The most sacred 10 days in Jewish spiritual life begin at sundown Wednesday, echoing back through history more than 5,500 years and ahead to the future.
Rosh Hashanah, called the Day of Judgment, begins a time of penitence and reflection, said Rabbi Len Zukrow, of Temple Beth-El in Munster. It also marks the beginning of the Jewish New Year, one of four celebrated in the Jewish calendar, which is based on a lunar cycle.
Rabbi Mordecai Levin, of Congregation Beth Israel in Munster, said Rosh Hashanah marks the beginning of a 10-day period of prayer, self-examination and repentance that culminates on Yom Kippur.
Also called the Day of Atonement, Yom Kippur will take place Sept. 14.
“These 10 days are referred to as Yamim Noraim, the Days of Awe, or Aseret Yemei Teshuvah, the Ten Days of Repentance,” Levin said.
“The High Holy Days — as they are frequently called in English — are a time for self-examination, consideration of our ethical responsibilities, resolve to do better and an opportunity to restore relationships with other human beings and with God,” Levin said.

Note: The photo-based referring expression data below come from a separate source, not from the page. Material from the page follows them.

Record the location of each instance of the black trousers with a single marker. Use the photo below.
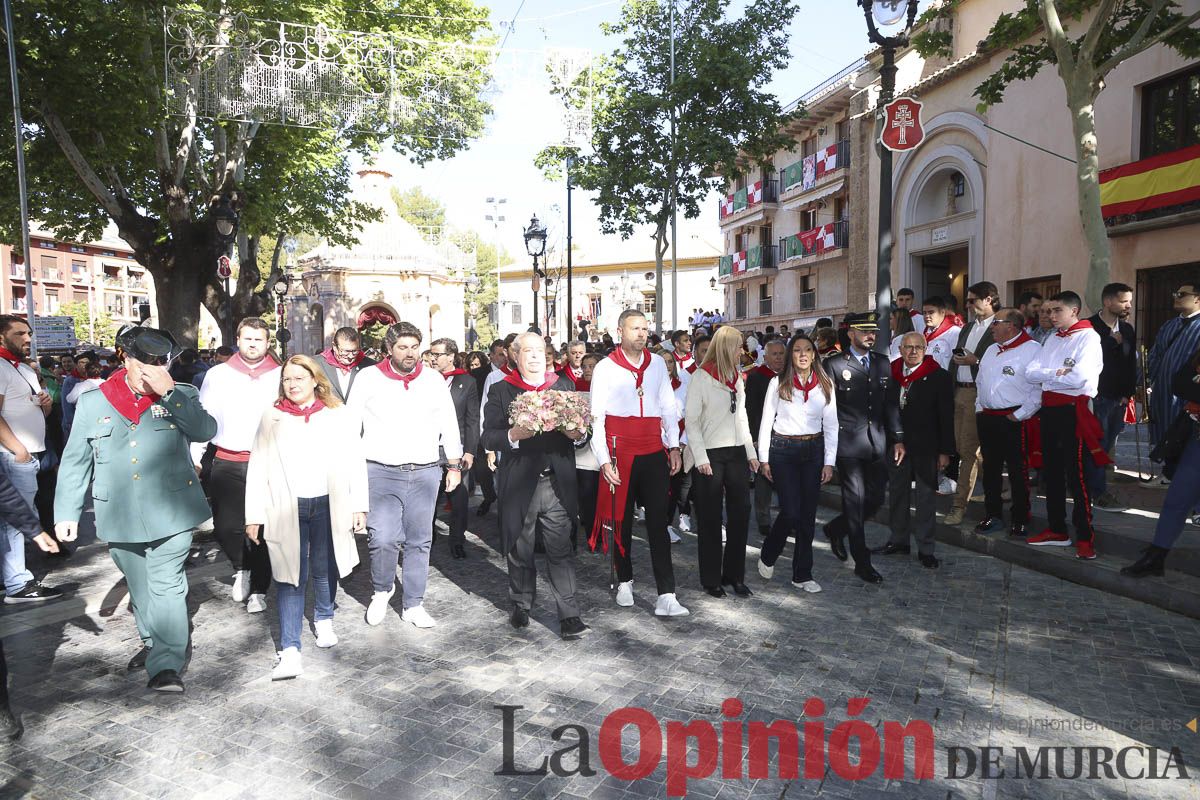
(1002, 446)
(649, 480)
(729, 488)
(863, 482)
(227, 486)
(1062, 461)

“It is a time for the sometimes difficult process of asking for and granting forgiveness,” he said.
That process of asking for and granting forgiveness is a central part of these holy days, Zukrow said.
“During the 10 days between Rosh Hashanah and Yom Kippur, we are to go to those whom we have wronged, either intentionally or unintentionally, and ask forgiveness,” Zukrow said.

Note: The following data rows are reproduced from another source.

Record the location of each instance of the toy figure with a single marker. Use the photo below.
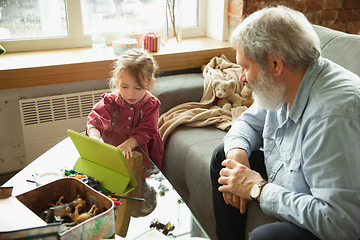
(84, 216)
(61, 210)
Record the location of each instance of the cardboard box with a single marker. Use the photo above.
(20, 215)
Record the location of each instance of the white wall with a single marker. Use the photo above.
(12, 149)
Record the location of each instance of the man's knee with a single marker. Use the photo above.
(280, 231)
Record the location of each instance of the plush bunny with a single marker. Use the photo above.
(226, 98)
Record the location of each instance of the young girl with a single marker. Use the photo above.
(128, 116)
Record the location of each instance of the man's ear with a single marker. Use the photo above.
(276, 64)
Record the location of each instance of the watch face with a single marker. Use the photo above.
(255, 191)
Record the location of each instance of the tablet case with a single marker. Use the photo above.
(104, 162)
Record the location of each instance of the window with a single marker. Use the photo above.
(50, 24)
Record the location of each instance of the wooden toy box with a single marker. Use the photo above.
(101, 226)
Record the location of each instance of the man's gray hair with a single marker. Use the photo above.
(279, 30)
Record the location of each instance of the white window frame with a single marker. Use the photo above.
(77, 39)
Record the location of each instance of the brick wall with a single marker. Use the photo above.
(342, 15)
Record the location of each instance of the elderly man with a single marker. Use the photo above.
(306, 119)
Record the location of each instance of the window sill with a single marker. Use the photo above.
(28, 69)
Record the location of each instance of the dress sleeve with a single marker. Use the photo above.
(148, 125)
(100, 116)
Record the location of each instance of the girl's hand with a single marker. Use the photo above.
(94, 133)
(127, 146)
(126, 150)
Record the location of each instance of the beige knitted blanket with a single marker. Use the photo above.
(198, 114)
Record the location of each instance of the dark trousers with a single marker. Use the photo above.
(230, 223)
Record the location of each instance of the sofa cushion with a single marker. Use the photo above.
(341, 48)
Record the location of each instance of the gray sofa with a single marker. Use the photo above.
(188, 150)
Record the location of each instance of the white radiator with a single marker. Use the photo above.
(46, 119)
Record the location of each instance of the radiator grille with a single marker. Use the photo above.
(45, 120)
(57, 108)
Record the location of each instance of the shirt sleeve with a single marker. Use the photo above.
(148, 125)
(246, 131)
(331, 169)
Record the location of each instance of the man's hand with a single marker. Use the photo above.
(235, 201)
(240, 155)
(237, 179)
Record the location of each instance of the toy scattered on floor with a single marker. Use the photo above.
(76, 217)
(59, 211)
(163, 226)
(226, 98)
(92, 182)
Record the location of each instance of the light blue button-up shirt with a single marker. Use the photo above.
(312, 153)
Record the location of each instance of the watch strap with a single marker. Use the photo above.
(261, 186)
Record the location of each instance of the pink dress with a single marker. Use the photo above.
(118, 121)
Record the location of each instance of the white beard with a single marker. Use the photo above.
(267, 93)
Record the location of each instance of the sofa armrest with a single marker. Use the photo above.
(177, 89)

Although more people celebrate Hanukkah, the High Holy Days “are really the focal point for the Jewish community and the Jewish world,” said Rabbi Stanley Halpern, of Temple Israel in Gary.

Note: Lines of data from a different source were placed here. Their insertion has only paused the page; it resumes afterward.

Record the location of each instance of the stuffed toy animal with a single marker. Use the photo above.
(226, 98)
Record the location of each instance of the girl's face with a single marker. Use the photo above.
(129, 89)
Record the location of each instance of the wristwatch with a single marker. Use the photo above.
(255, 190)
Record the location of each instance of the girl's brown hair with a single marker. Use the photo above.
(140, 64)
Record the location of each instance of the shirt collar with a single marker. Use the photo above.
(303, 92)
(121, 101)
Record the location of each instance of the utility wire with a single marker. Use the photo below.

“There is a very interesting dichotomy. The focus of these days is on God’s forgiveness, but we have to admit that we have not done what is required of us,” Halpern said.
“The issue is that we change. It’s nice to have God’s forgiveness, but nothing important has changed unless we do,” he said.
The lessons often emphasized during this time include treating family and friends well, being kind to others, healing the world and taking care of the environment, Halpern said.
“The Talmud says we don’t have to complete the work because we can’t. But we have to try,” Halpern said. “We are the ones who can change. And we need to work together. That’s why we pray in the plural ‘we.'"
The Book of Life figures prominently in this spiritual period, Zukrow said.
“It is customary in the liturgy to say on Rosh Hashanah, ‘May you be written in the Book,’ and on Yom Kippur to say, ‘May you be sealed in the Book,'" Zukrow said.
After the morning Rosh Hashanah service at Temple Beth-El, congregants will walk across the street to a pond at Hartsfield Village and cast pieces of bread into the water, Zukrow said.
“The bread represents sin,” he said.
For many, the blowing of the shofar — a ram’s horn prepared for use as a musical instrument — is one of the most moving moments of the High Holy Days services, Levin said.
"The shofar is evocative of God's revelation at Mount Sinai, which was accompanied by the sounding of the shofar. By hearing it again, we are reminded to commit to the teachings of the Hebrew Bible, as our ancestors did,” he said.
"The shofar is like an alarm clock, as if to say: 'Awake from your slumber, you who have fallen asleep in life, and reflect on your deeds,'" Levin said.